Cattle are always of interest to most people, farmers or otherwise and although we still have at least 12 traditional breeds in the UK, there has been a fascination in the industry generally for imported breeds, mainly from Europe.

Names like Limousine, Charolais, Simmental, Maine Anjou, Salers and Gelbvieh spring to mind. Many of them are extremely muscled, none more so than the Belgium Blue – to the extent where they can often require a caesarean operation at calving time.

It seems strange that double muscled animals are often associate with Belgium, as they also have a heavy muscled horse, a double breasted turkey and of course the Pietrain pig, which if bred pure has a lean meat percentage of around 62%, relative to our local breeds here starting at around 56 or 57%. As the continentals get paid on lean meat, I can understand why they use them, despite smoother difficulties double muscling gives.

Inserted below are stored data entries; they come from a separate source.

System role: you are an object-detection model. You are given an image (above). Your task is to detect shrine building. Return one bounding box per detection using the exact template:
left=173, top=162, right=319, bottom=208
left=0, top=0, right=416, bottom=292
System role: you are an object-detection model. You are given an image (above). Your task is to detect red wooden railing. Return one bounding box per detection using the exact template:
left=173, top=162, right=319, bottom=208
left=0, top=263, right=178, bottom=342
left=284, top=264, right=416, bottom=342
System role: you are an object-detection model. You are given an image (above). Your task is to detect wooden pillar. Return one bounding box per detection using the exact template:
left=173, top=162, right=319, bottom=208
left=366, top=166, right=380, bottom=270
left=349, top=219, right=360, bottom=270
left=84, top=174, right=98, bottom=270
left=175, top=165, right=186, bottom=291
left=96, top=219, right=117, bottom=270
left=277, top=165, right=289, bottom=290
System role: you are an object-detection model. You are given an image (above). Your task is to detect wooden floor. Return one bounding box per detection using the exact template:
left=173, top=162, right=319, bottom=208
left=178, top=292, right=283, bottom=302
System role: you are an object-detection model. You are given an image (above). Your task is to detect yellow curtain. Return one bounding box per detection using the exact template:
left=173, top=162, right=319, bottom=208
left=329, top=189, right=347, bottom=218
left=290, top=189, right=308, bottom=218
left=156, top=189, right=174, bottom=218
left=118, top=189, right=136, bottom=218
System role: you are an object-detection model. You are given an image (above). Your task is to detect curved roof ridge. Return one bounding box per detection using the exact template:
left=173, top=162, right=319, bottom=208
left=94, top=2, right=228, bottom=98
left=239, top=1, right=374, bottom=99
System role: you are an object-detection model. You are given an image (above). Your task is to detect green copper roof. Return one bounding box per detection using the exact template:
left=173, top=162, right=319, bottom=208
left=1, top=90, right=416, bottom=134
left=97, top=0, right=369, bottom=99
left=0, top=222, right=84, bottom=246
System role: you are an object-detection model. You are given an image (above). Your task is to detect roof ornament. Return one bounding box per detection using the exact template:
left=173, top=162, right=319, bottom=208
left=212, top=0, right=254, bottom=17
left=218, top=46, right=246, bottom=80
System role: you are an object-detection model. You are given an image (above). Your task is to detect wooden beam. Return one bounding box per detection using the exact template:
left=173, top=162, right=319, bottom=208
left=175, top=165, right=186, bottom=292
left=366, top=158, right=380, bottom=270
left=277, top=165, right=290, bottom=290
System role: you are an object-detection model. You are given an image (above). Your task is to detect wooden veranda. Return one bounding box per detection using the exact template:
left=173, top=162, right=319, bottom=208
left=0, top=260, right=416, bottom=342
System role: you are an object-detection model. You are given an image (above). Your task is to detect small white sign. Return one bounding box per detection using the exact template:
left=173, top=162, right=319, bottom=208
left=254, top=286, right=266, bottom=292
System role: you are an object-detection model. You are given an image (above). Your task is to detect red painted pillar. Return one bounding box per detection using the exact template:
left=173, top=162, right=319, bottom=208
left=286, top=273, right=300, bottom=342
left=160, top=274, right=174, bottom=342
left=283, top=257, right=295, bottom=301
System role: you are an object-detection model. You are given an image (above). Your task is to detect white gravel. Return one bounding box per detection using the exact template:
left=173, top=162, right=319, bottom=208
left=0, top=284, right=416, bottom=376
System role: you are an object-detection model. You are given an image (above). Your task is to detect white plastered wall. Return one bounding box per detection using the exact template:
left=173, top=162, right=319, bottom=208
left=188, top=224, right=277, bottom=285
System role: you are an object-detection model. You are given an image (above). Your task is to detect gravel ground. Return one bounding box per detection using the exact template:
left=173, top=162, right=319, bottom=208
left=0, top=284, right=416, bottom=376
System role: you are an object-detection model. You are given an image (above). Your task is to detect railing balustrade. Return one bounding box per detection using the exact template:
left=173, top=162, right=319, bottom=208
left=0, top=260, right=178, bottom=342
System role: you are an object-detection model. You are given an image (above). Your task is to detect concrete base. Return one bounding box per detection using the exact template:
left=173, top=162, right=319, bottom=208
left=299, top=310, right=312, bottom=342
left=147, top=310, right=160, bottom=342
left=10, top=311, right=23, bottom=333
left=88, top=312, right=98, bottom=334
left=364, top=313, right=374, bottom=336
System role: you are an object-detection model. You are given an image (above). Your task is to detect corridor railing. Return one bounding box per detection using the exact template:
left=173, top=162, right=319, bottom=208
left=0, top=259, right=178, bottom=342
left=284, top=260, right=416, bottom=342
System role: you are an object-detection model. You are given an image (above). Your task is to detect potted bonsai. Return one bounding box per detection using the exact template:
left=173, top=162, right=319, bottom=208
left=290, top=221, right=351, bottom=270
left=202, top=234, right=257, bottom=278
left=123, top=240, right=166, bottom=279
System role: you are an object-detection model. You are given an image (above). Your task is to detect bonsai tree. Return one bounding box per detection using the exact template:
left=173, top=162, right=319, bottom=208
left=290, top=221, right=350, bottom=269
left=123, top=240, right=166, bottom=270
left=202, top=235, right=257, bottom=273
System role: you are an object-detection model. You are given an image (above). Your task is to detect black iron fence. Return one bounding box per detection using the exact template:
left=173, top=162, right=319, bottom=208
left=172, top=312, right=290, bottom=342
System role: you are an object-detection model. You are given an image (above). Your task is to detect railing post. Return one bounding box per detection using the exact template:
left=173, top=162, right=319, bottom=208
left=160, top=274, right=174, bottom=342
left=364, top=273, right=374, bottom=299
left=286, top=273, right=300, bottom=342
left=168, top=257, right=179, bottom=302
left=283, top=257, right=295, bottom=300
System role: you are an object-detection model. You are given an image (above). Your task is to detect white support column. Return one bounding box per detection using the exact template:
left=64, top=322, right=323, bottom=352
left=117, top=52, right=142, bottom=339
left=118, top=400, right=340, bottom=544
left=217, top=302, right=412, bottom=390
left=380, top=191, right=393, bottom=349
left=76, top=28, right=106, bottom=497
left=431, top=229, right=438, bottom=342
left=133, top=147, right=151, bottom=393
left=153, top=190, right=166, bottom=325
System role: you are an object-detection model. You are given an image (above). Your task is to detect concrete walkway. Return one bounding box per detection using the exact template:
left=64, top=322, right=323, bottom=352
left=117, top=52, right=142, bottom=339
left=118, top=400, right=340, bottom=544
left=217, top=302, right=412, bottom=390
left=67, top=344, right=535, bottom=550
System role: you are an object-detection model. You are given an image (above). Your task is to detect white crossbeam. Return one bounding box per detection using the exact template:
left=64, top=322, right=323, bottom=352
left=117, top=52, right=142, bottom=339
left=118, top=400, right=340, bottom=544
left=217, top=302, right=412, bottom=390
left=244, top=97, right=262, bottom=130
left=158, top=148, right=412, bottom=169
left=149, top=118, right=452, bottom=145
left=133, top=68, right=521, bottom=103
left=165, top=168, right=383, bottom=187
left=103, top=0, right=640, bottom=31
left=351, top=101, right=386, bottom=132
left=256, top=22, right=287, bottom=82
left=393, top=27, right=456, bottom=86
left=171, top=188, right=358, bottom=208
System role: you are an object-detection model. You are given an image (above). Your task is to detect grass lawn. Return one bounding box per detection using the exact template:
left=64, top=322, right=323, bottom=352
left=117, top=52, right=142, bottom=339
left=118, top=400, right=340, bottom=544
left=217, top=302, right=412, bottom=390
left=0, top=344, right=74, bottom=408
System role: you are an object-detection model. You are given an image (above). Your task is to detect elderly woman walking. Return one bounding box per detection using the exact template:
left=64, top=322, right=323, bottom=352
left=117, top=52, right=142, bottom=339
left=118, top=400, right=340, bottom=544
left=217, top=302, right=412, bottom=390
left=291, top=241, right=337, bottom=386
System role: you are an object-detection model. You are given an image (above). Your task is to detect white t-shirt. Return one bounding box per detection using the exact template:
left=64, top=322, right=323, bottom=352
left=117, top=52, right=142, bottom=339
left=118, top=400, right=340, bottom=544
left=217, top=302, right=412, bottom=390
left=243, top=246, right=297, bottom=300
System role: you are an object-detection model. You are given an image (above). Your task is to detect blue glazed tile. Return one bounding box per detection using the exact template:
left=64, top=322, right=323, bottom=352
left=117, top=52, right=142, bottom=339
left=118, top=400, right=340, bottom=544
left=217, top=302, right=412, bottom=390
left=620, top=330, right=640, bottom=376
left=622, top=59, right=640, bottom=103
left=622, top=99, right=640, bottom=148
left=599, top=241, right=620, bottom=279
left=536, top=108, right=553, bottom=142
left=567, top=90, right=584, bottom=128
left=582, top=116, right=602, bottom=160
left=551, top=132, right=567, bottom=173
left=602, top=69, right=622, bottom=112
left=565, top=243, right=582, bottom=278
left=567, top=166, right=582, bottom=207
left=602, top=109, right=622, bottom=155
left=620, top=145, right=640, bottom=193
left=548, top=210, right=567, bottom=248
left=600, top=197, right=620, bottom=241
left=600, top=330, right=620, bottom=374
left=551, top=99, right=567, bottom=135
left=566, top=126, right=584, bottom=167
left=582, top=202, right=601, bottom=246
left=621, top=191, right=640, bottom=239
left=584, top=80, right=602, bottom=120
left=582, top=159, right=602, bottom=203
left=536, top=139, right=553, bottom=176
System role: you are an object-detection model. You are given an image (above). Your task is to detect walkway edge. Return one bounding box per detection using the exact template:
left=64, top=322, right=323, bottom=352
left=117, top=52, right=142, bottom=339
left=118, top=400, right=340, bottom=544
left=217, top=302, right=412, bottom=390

I often wonder why Belgium is so blessed with all this extra shape.

What made me think about this was after a neighbour who is a leading Limousine breeder and a former chairman of the Limousine Association here, had an open day, attended by many from all over the UK, to show some of the bulls and heifers they were breeding.

The whole day was a credit to them as the farm looked extremely tidy and they also breed and show Shire Horses and have a range of old wagons and other horse drawn vehicles.

On top of that they also do bed and breakfast pigs and have large poultry business too. So to say the day was a success is perhaps a bit of an understatement and to see some of these Limousines up close is a bit of an eye opener.